In the past month or so, I’ve randomly happened to see two people — one on a blog, the other on Twitter — call out Bruce Springsteen for a daft lyrical moment in one of his obscure early songs.

(The song, “Incident on 57th Street,” includes the lyric, “Puerto Rican Jane / Oh, won’t you tell me, what’s your name?”  To which the Internet responds as one: “Dude. Her name’s Jane. You just said so.”)

In another example, I recently saw someone or other on Twitter play off the Bee Gees’ “Stayin’ Alive” by observing: “What fun is it being a woman’s man if you have no time to talk?”

And then there are those Twitter trending topics in which people come up with silly, not-quite-right variations on familiar pop culture themes — like #lessimpressivesongtitles or something like that. (Example: “Slim Majority of Americans Were Kung Fu Fighting.”)
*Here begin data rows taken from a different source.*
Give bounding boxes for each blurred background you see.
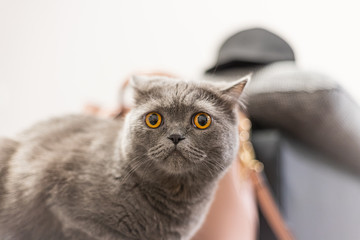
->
[0,0,360,136]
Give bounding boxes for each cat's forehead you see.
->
[139,80,222,111]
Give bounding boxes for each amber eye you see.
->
[145,112,162,128]
[193,113,211,129]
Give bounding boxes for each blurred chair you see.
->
[205,28,360,240]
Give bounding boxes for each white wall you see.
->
[0,0,360,135]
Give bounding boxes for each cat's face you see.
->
[123,77,247,180]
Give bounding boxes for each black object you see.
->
[206,28,295,73]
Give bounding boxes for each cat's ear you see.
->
[221,73,252,102]
[130,75,149,91]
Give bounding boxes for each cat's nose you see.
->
[168,134,185,145]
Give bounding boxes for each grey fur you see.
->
[0,77,245,240]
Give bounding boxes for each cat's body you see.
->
[0,76,248,240]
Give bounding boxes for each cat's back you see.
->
[0,115,122,239]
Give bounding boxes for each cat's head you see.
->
[122,76,250,182]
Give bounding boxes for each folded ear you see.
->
[130,75,149,91]
[221,73,252,102]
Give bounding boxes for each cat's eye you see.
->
[145,112,162,128]
[192,113,211,129]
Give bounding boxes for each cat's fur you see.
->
[0,77,246,240]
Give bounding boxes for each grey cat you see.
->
[0,74,248,240]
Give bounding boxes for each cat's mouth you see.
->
[148,144,206,173]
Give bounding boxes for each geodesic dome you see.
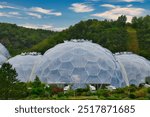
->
[115,53,150,86]
[8,54,41,82]
[36,40,127,88]
[0,43,10,58]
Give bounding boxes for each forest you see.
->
[0,15,150,59]
[0,15,150,100]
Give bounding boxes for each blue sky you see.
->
[0,0,150,31]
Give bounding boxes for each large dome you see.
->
[8,53,41,82]
[0,43,10,58]
[116,53,150,86]
[36,40,128,87]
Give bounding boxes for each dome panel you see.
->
[36,40,126,87]
[7,55,41,82]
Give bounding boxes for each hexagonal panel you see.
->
[98,70,112,84]
[47,58,61,70]
[71,68,88,83]
[60,52,73,62]
[47,70,60,84]
[85,62,100,76]
[86,76,101,84]
[59,62,74,70]
[72,47,86,56]
[71,56,87,68]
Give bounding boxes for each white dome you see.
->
[8,55,41,82]
[36,40,128,87]
[0,43,10,58]
[116,53,150,85]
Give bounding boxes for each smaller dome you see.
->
[0,43,10,58]
[8,54,41,82]
[115,52,150,86]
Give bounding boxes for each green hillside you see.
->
[0,16,150,59]
[0,23,55,55]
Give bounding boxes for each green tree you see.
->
[117,15,127,26]
[0,63,26,99]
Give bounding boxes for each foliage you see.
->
[0,23,55,55]
[0,15,150,59]
[0,63,27,99]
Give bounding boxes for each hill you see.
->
[0,16,150,59]
[0,23,56,55]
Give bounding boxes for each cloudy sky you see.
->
[0,0,150,31]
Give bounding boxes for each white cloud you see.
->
[9,12,20,16]
[0,12,21,18]
[19,23,67,31]
[92,4,146,22]
[116,0,144,2]
[27,12,42,19]
[30,7,62,16]
[69,3,94,13]
[127,4,133,7]
[101,4,116,8]
[0,4,16,9]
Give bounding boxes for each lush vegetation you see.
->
[0,16,150,59]
[0,63,150,100]
[0,23,56,55]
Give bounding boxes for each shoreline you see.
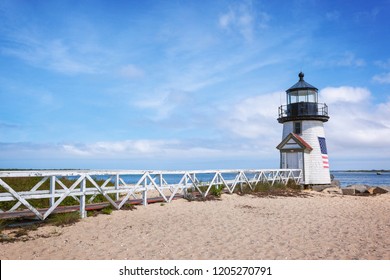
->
[0,191,390,260]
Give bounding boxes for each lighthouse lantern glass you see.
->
[287,90,318,104]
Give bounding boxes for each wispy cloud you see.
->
[372,72,390,84]
[218,2,271,41]
[1,35,99,74]
[320,87,390,153]
[315,51,366,67]
[119,64,145,79]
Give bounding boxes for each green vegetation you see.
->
[47,211,81,226]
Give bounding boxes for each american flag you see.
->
[318,137,329,168]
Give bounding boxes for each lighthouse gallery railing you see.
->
[0,169,302,220]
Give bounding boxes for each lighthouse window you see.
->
[294,122,302,135]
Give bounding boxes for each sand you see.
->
[0,192,390,260]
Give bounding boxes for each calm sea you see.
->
[330,171,390,187]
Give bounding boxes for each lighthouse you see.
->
[277,72,331,185]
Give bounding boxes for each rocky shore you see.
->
[311,180,390,196]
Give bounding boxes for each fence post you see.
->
[115,174,119,201]
[142,176,148,206]
[80,177,87,219]
[49,175,56,207]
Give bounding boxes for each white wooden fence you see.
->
[0,169,302,220]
You get the idea — and I’ve done it as often as anyone else has. Sometimes it’s funny. Sometimes, when every single person on the ‘Net goes picking through well-trodden pop culture for a gag line, it gets a little old.

That makes it refreshing on those rare occasions when you run into something that’s truly bloggerproof.

I heard Creedence’s “Fortunate Son” the other day in some public place or other, and was struck by the following verse, transcribed from memory and thus more or less accurately:

“Some folks are born, silver spoon in hand

Lord, don’t they help themselves

But when the taxman come to the door

Lord, the house look-a like a rummage sale, yes.”

If those lines had appeared in some current pop song, the million voices of blogland would rise up as one to point out:

  1. The proverbial silver birth-spoon is found in the mouth, not in the hand.
  2. The taxman doesn’t come to the door. That’s the census guy. (Or maybe the postman. He rings twice.)
  3. “Themselves” and “rummage sale” don’t rhyme, not even in John Fogerty’s self-created East-Bay-meets-Gulf-Coast drawl.

But nobody gets all catty-picky about “Fortunate Son.”

Why? Because it’s a tour de force. It roars like a hurricane, and is equally as impervious to correction or redirection. It blows the trivial and the picayune into the ditch.

It is, in short, bloggerproof.

The world needs more of that, I think.